Many a lesson is (supposedly) learned about accepting others and rejecting bigotry (both humans and monsters fall into some anti-species behavior) in all its forms, at least until the ending undermines that lesson and lets Dracula off the hook. “Hotel Transylvania” remains an Adam Sandler film (he wrote it alongside longtime SNL scribe Robert Smigel), and Adam Sandler characters are always proven right in the end no matter how awful they act in the minutes leading to the third act. So, yes, Dracula drops his grandson off the top of a very high tower just to see if the kid starts to fly on his own, and he continuously violates the trust of his daughter for purely selfish reasons, and it takes him an entire film to maybe, possibly accepts his grandson for who he is. (Something his ultra-scary father does within about 10 minutes.) But, again, he’s the good guy because his intentions aren’t entirely bad, and he at least catches the poor boy before he splits his head open.
This is lazy thinking from a lazy man whose hands are all over this film, including numerous dance scenes (Dracula at one point dances with his cape to Flo Rida's “GDFR” because why not) and jokes that continue forever without going anywhere, both of which do serve the purpose of getting the film into the precipice of the 90-minute mark.

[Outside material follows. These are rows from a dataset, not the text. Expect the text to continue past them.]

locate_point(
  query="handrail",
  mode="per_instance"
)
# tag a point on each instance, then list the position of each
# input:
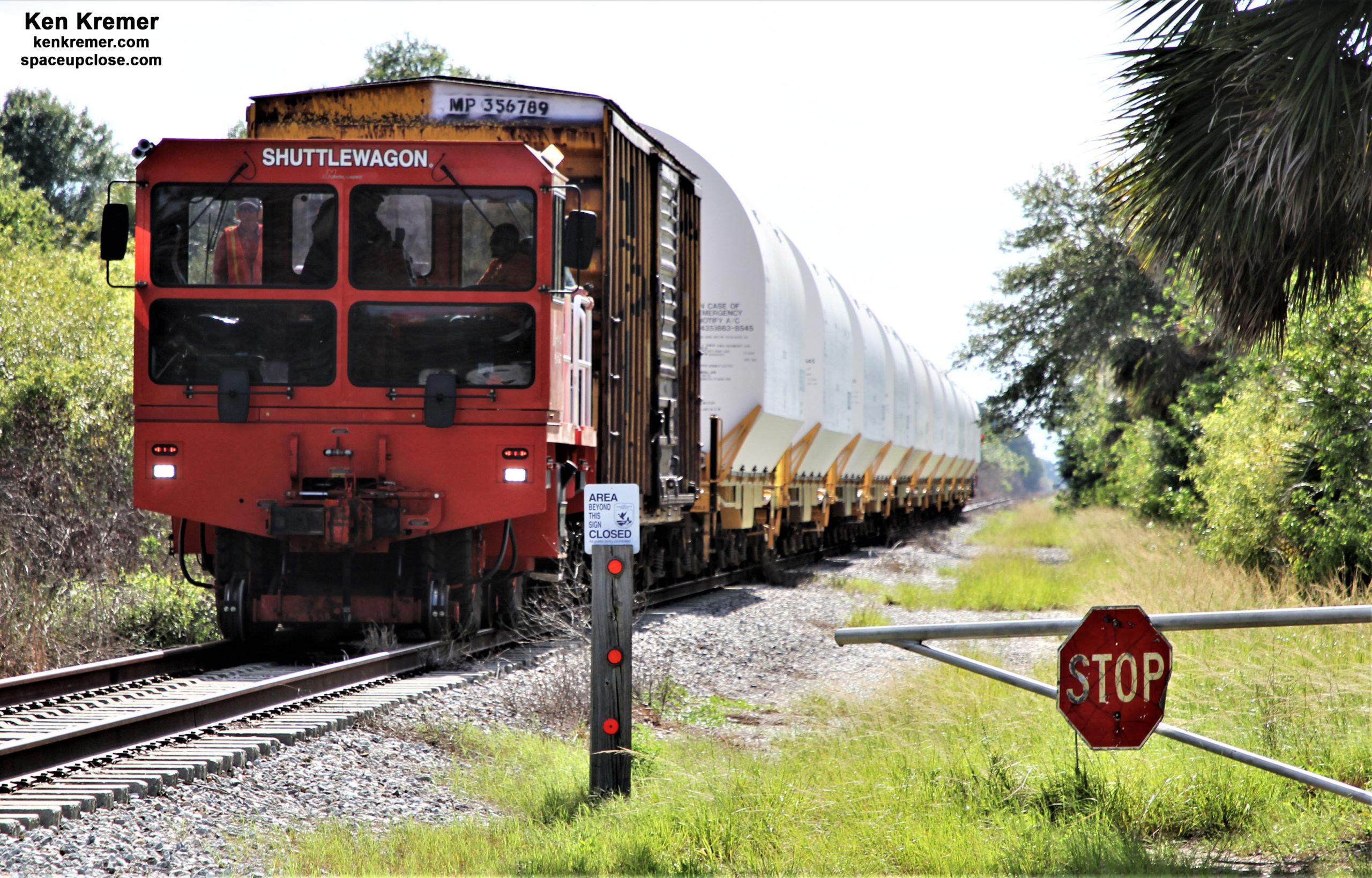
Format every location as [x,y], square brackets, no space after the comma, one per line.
[1162,622]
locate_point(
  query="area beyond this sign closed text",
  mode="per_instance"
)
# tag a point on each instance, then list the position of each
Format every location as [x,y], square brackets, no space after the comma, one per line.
[611,515]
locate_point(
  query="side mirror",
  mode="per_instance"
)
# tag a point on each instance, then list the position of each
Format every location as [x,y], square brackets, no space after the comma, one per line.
[114,232]
[439,400]
[234,395]
[578,239]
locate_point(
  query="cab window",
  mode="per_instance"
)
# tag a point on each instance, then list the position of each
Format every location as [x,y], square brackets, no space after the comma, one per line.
[442,238]
[278,341]
[402,343]
[209,235]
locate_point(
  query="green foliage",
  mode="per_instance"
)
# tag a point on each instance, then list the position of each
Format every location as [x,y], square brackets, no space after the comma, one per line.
[1241,471]
[1030,526]
[59,153]
[1009,466]
[161,611]
[1329,517]
[995,581]
[1245,146]
[1077,305]
[68,526]
[866,617]
[944,773]
[409,58]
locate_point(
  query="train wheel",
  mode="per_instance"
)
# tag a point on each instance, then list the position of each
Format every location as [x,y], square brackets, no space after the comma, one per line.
[438,617]
[235,612]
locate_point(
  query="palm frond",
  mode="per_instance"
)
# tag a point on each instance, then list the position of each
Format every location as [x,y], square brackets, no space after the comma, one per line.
[1248,153]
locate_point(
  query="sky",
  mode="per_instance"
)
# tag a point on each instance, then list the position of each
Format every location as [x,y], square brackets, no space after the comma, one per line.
[883,138]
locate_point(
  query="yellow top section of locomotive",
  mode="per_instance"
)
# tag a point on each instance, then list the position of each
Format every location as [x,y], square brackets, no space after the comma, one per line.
[456,109]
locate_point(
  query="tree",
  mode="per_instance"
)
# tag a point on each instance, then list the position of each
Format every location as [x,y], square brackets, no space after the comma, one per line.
[409,58]
[1080,306]
[1246,142]
[59,153]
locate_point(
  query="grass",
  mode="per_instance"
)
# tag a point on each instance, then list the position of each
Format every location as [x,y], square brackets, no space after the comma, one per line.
[995,581]
[947,773]
[865,617]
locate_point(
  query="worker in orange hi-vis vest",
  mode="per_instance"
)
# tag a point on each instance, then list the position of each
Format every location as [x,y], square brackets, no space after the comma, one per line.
[238,257]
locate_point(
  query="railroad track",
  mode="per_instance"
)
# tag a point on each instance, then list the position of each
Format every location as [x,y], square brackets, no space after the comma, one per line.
[77,739]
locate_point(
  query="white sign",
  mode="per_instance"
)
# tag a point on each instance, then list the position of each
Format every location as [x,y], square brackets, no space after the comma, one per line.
[460,102]
[611,516]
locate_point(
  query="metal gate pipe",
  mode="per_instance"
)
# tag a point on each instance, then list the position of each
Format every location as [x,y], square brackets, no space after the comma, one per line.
[1167,730]
[1162,622]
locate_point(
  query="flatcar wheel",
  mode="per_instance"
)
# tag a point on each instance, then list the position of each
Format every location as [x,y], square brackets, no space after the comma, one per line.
[437,614]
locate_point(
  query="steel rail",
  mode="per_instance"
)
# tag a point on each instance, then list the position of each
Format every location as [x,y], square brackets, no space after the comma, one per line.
[1167,730]
[1162,622]
[59,748]
[61,682]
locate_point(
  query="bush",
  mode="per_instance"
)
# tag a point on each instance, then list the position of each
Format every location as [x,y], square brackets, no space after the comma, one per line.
[68,526]
[158,611]
[1241,471]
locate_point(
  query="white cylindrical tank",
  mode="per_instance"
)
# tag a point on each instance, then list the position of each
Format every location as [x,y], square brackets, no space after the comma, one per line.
[921,461]
[752,334]
[943,424]
[829,361]
[870,394]
[898,405]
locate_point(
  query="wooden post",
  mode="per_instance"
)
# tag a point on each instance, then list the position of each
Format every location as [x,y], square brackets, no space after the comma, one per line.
[613,632]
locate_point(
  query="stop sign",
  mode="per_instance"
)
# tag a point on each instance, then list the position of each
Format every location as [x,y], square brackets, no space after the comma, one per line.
[1113,677]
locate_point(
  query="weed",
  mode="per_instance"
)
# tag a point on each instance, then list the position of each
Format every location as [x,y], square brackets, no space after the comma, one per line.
[995,581]
[944,773]
[866,615]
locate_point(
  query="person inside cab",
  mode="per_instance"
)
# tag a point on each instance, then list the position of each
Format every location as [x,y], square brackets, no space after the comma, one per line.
[317,269]
[238,257]
[512,264]
[378,261]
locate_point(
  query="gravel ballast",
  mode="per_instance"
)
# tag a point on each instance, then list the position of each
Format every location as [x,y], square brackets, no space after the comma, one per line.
[763,645]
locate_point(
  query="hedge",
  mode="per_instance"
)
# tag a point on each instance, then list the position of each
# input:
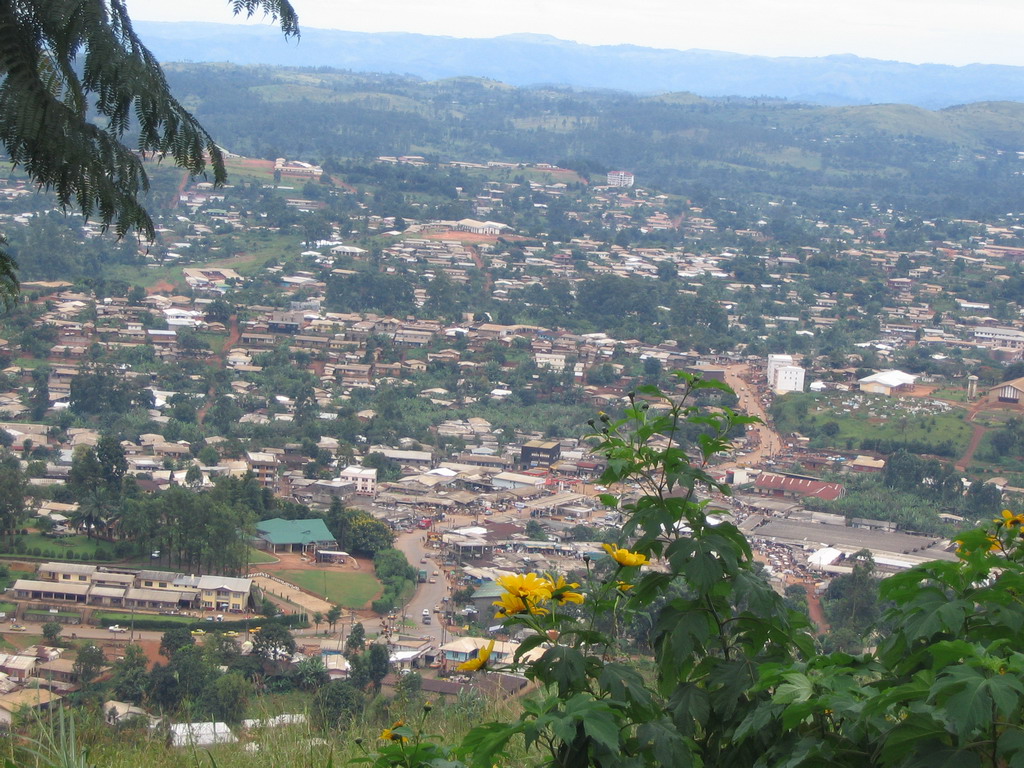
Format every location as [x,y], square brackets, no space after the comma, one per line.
[292,622]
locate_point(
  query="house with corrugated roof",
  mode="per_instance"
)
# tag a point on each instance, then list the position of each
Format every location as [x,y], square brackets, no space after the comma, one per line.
[279,535]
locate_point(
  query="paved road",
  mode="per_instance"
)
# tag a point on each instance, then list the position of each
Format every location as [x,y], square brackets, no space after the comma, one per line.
[79,632]
[750,403]
[427,595]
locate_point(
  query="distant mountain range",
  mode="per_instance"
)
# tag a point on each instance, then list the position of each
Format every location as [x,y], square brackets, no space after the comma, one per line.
[540,59]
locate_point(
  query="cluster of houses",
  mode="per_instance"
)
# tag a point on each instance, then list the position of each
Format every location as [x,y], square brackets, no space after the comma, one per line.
[110,587]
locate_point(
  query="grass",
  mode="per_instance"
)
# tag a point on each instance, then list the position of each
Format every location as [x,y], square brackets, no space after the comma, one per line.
[30,363]
[865,417]
[61,549]
[953,394]
[345,589]
[259,557]
[46,614]
[116,616]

The humor that exists beyond the filler material is more often than not tepid, with little urgency or agency to the one-liners and jokes.
Yet there are a couple of jokes that do land – among them a killer toss-away one liner I gather came from Smigel's strange mind – and the screening of “Hotel Transylvania 2” did feature few, if any, crying children in the seats. So the film at least succeeds at the bare minimum for any animated film aimed at children, but at least one film this summer showed cartoon flicks can do much more than that with at least a modicum of effort put into it.

Review: Two out of Five Stars

Click here to see the trailer.

Rating: PG
Run time: 89 minutes (One hour and 29 minutes)
Genre: Animation

Ask Away

Target audience: Families and any Adam Sandler fans left after “Pixels.”

Take the whole family?: The film gets surprisingly violent toward the end, so keep the kiddos younger than 6 away.

Theater or Netflix?: Feel free to stay at home and wait if you must watch it.

Whither Genndy Tartakovsky?:  The one person involved in this film deserving of some pity is director Genndy Tartakovsky, whose hands are tied by Smigel and Sandler's lackluster script. The man behind three of Cartoon Network's best animated shows (“Powerpuff Girls,” “Samurai Jack” and “Dexter's Laboratory”) has a quirky sense of humor rooted in optimism and fatalism, along with a keen eye for a good fight sequence. With a little luck he’ll get another project, this time with greater creative control over the proceedings.

                                     Reason No. 7 why the '90s didn't completely suck.

Watch this instead?: This is a perfect opportunity to advocate once again for one of my favorite animated films of this decade, “ParaNorman.”